Has anyone fitted secondary "Thule type" door locks?????

Any other make to recommend? Any probs with fitting them?

I did fit them on my old, Fiat based, van but am a bit doubtful on the new (second hand) Hymer. The gap inside the door doesn't seem wide enough to take the internal plate.Certainly don't fancy trying to get behind the sink unit if I'm right and the lock don't fit!
Garcia


----------



## gavinskii (Dec 31, 2012)

Are you talking habitation door or cab doors?


----------



## Garcia (Mar 5, 2010)

Hab door and garage door is my plan.....
Garcia


----------



## gavinskii (Dec 31, 2012)

Well I don't know if this is any help, but I bought one of these for our old Hymer

http://www.ebay.co.uk/itm/Fiamma-Sa...ervan_Caravan_Accessories&hash=item2a33034c22

Probably one of the easiest jobs I have ever done + a great visual deterrent


----------



## NeilandDebs (Aug 28, 2008)

*Additional locks*

I have 3 Fiamma white locks on my van. All work off the same key.
They arefitted on the cab, habitation and large garage door..

Neil


----------



## Garcia (Mar 5, 2010)

Thanks for that.
It's just like the ones I fitted to my old van, but on this current one,the rubber moulding around the door, means that the lock wouldn't lie flush against the van wall and I guess I'd have to cut it away.
I'm also a little unsure what I'd be drilling in to to fit the screws holding the lock to the frame
Garcia


----------



## 113016 (Jun 5, 2008)

Garcia, check this thread out. I fitted four from Harrison Locks

http://www.motorhomefacts.com/ftopic-142479-days0-orderasc-0.html

Scroll down to see how neat they look
http://www.motorhomefacts.com/ftopic-142479-days0-orderasc-10.html

A link to the seller
http://www.motorhomelocks.co.uk/Home.php


----------



## TheNomad (Aug 12, 2013)

Maybe consider these:

Fiamma security handle -

http://www.fiammastore.com/Fiamma-S...iamma-Security-31-and-46-Security-Door-Handle

And this addition to the handle -

http://www.fiammastore.com/Fiamma-S...s/Fiamma-Kit-Security-Lock-Safety-Handle-Lock

I've fitted both to the hab door on our motorhome, and managed to locate the security handle so that when folded against the hab door it covers the original made-of-cheese door lock keyhole.

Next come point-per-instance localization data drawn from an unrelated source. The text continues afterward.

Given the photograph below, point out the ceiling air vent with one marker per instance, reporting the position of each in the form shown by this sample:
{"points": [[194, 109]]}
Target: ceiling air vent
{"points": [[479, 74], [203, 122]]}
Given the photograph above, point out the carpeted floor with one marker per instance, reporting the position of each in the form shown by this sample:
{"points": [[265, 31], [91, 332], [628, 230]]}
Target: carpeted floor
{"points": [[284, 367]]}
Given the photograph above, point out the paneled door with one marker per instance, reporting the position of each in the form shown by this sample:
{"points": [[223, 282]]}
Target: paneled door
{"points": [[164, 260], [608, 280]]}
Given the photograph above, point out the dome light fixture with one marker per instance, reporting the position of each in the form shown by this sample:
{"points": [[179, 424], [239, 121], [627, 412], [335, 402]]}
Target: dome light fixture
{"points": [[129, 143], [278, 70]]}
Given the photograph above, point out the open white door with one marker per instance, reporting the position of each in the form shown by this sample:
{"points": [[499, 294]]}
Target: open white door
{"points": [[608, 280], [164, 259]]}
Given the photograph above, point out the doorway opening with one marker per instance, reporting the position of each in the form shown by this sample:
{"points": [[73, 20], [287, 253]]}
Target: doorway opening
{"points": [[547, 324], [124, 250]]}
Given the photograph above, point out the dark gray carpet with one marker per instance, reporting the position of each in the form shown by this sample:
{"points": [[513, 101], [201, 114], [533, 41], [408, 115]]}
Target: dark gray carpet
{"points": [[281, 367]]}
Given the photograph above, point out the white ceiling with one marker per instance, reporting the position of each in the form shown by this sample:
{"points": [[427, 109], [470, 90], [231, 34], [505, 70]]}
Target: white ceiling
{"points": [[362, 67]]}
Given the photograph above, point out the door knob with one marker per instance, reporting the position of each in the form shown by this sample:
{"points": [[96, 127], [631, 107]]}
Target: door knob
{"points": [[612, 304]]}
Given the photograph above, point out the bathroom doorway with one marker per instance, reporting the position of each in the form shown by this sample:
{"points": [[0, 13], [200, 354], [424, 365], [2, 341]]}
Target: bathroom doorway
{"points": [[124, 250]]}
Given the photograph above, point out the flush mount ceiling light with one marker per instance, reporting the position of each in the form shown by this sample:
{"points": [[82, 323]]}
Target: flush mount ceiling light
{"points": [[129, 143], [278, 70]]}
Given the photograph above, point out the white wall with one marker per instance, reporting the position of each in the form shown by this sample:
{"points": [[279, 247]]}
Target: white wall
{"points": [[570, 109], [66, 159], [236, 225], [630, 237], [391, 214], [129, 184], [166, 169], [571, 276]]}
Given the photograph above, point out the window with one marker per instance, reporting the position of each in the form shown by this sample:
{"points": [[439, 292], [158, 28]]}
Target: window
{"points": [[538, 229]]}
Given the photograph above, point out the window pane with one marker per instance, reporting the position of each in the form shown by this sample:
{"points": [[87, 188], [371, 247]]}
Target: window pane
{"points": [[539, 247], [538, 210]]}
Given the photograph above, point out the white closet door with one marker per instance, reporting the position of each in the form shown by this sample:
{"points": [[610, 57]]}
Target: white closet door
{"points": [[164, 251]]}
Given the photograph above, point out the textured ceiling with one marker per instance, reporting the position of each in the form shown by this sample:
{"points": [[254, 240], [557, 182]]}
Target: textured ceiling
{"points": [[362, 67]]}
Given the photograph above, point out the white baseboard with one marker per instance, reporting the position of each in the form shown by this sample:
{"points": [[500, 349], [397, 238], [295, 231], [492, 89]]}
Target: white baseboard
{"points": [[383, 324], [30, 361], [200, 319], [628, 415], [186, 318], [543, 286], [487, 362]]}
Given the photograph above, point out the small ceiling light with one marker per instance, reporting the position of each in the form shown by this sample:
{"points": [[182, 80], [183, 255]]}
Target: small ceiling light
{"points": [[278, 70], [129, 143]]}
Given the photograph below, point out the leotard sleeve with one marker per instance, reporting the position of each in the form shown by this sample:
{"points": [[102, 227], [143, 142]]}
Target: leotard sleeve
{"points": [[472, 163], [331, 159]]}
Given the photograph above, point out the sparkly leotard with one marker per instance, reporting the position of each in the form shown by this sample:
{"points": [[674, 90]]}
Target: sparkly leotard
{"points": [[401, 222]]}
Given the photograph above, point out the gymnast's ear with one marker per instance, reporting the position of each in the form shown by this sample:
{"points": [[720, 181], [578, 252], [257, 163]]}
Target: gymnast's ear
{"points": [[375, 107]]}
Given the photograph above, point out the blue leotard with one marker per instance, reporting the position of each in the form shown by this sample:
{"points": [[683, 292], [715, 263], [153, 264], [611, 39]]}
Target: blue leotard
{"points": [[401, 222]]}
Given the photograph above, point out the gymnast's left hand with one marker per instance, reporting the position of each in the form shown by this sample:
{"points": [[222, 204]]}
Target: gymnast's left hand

I have also fitted a Thule "inside Out" lock to the door as well - and I reckon it's far better than the Fiamma style ones.....as it's name suggests you can as well as locking it from outside using the key, you can also turn it to the locked position from INSIDE the motorhome, so it's great as a deterent at nightitme when sleeping inthe vehicle:

http://www.thule.com/en/gb/products/rv-accessories/security/locks/thule-inside-out-lock-_-309834

(I've also fitted heosafe key-required internal locks on both front vehicle doors, and external high-security deadlocks on them both too...another very good visual deterrent).


----------